As I read this beautifully written novel, I kept thinking about Kathryn Stockett’s compliments and what indeed she had in mind about the relevancy of the story to today’s times. What did she mean? Before Pearl Harbor, Americans were going about their daily lives, ignoring the world about them. What are we ignoring today? We are involved in two wars on the ground in Iraq and Afghanistan. Is that what Stockett is referring to? She doesn’t say, but I have my own personal view.

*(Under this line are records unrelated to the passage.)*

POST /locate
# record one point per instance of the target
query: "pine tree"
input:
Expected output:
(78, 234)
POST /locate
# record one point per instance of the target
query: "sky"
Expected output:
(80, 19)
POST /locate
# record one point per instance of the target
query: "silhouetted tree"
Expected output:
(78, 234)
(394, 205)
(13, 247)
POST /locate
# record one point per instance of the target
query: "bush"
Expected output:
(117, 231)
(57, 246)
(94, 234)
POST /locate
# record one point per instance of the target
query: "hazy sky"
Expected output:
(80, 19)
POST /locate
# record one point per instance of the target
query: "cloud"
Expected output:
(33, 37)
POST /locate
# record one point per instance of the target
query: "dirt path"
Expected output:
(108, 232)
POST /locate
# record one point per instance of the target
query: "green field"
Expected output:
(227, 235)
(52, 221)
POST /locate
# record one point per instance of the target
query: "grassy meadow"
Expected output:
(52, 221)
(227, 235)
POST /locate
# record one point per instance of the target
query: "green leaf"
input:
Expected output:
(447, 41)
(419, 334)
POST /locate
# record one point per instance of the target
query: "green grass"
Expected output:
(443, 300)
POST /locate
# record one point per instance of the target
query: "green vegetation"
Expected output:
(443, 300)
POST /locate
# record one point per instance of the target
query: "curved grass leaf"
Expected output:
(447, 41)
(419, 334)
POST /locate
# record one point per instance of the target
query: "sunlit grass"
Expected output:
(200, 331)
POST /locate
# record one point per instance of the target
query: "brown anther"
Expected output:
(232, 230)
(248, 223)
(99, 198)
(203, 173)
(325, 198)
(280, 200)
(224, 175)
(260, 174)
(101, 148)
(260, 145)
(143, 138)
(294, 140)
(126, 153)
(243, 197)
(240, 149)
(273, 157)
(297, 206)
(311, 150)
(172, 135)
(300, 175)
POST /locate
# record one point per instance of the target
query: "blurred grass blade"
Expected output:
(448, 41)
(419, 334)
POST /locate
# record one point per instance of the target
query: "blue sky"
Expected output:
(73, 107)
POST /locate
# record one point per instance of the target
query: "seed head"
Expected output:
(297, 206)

The people of today’s world are facing another Armageddon, but it is not one involving soldiers, guns, bullets and bombs. It is economic in nature, and consists of nation upon nation mired in debt, and a joblessness resulting from a financial catastrophe of epic proportions. Political constraints have thus far paralyzed world leaders from addressing what may become a crisis that will equal or exceed what the world endured during the Great Depression. There are voices out there, like Frankie’s, urging people to understand the consequences of inaction. Two New York Times journalists, one a Nobel Prize Winner, have continuously writing of their concerns about these two issues. Numerous books have also been written by award-winning authors. But is anyone listening, beyond his or her own parochial concerns?

Setting these political and economic thoughts aside, The Postmistress is a terrific story that grabs you and won’t let go!

1 comment:

  1. I didn't like this book nearly as much as you did, but you make some good points. After I read Half Broke Horses, I'll have to read what you've said about that one. Thanks!